Dear GAAR, see you later!
Finance minister Pranab Mukherjee has delayed the introduction of the controversial General Anti-Avoidance Rule (GAAR) that seeks to empower taxmen to clamp down on deals and income if they believe that these were structured in a particular way only to avoid paying taxes. HT explains. De-codedbusiness Updated: May 08, 2012 23:22 IST
Finance minister Pranab Mukherjee has delayed the introduction of the controversial General Anti-Avoidance Rule (GAAR) that seeks to empower taxmen to clamp down on deals and income if they believe that these were structured in a particular way only to avoid paying taxes.
What is GAAR?
GAAR or General Anti-Avoidance Rule is aimed at preventing deals or incomes that are structured only to avoid paying taxes.
But isn't tax planning and tax saving legitimate?
In India, the courts have ruled that saving of taxes through permissible instruments of tax planning is legitimate. But tax avoidance is illegal.
Whom does GAAR affect?
Almost anybody and everybody. Corporations may be forced to restructure salaries of employees if taxmen conclude that these were structured only to avoid taxes.

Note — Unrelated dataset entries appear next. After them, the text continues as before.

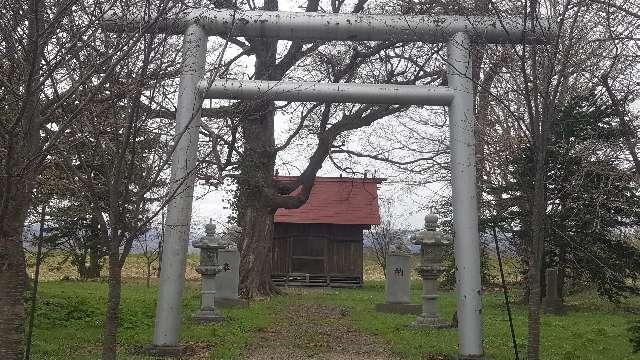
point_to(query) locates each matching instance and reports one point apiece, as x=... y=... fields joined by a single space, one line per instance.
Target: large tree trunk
x=257 y=165
x=110 y=336
x=255 y=264
x=538 y=213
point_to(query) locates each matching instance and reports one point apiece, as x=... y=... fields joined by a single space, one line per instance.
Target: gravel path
x=315 y=332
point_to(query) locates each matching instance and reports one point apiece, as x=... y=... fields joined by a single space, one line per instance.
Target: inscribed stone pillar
x=209 y=267
x=397 y=289
x=228 y=280
x=552 y=303
x=398 y=278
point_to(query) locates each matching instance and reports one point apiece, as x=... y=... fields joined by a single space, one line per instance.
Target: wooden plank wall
x=318 y=249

Foreign institutional investors (FIIs), who invest through countries such as Mauritius to exploit bilateral tax treaties will be affected after GAAR comes into force. It's feared that once GAAR is invoked, FIIs will have to pay capital gains tax for their investment in Indian equities.

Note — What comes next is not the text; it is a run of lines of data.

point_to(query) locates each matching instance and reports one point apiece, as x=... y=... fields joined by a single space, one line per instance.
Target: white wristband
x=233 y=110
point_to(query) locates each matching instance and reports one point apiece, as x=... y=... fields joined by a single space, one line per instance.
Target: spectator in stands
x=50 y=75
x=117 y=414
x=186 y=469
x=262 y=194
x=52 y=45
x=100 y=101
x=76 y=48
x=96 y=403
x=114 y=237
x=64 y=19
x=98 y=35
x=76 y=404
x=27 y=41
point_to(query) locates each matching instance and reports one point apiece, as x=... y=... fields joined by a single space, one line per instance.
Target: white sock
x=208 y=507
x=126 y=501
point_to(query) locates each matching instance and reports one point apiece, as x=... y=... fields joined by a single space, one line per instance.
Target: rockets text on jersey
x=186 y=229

Why are anti-avoidance measures necessary?
In an environment of moderate rates of tax, according to the government, it is necessary that the correct tax base be subject to tax in the face of aggressive tax planning and use of opaque low tax jurisdictions for residence as well as for sourcing capital.

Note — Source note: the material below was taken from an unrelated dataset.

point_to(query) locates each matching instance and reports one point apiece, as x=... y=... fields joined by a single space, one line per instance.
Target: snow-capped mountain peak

How can an individual be affected by GAAR?
In many ways. For example, if you have taken a loan from your spouse for which you are paying an interest, the tax department can conclude that you have structured the loan from a family member only to claim a tax deduction on the interest paid. Your spouse, on the other hand, will pay a lower tax on the interest earned. This may be seen as violating GAAR.
How do people use tax havens to avoid paying taxes?
The most obvious is to move to the tax haven country and become a resident.
So what is the problem?
The problem has arisen because of 'round tripping' or 'treaty shopping'.
What does it mean?
Round tripping refers to routing of investments by a resident of one country through the other country back to his own country.
How does it work?
An Indian resident investing directly in shares of an Indian company would have to pay capital gains taxes. However, if he routes his investments through an entity incorporated in Mauritius, the taxes can be avoided under a double taxation avoidance treaty (DTAA) between the two countries.
What is DTAA?
These are bilateral treaties signed between governments to prevent companies from paying taxes both in their country of origin as well as in the country where they are doing business.
What is the global practice on anti-avoidance rules?
Most countries have codified the "substance over form" doctrine in the form of General Anti-Avoidance Rule (GAAR). Internationally, several countries have introduced, and are administering statutory general anti-avoidance provisions.
The Indian government is of the view that the aggressive tax planning with the use of sophisticated structures, there is a need for statutory provisions so as to codify an anti-voidance doctrine.
What is the basic criticism against GAAR?
The basic criticism against GAAR is that it provides a wide discretion and authority to the tax administration, which at times is prone to be misused. This vital aspect, therefore, needs to be kept in mind while formulating any GAAR regime.
What has the finance minister announced on Monday?
The finance minister has deferred its applicability by a year to April 1, 2013 and placed the onus on taxmen for proving tax avoidance reversing the original budget proposal which had placed the onus on the tax payer.
An independent member will be inducted into the GAAR approving panel to ensure objectivity and transparency and the taxpayer has been granted the right to approach the Authority of Advance Ruling (AAR) for a ruling on whether GAAR provisions are applicable as determined by the taxmen.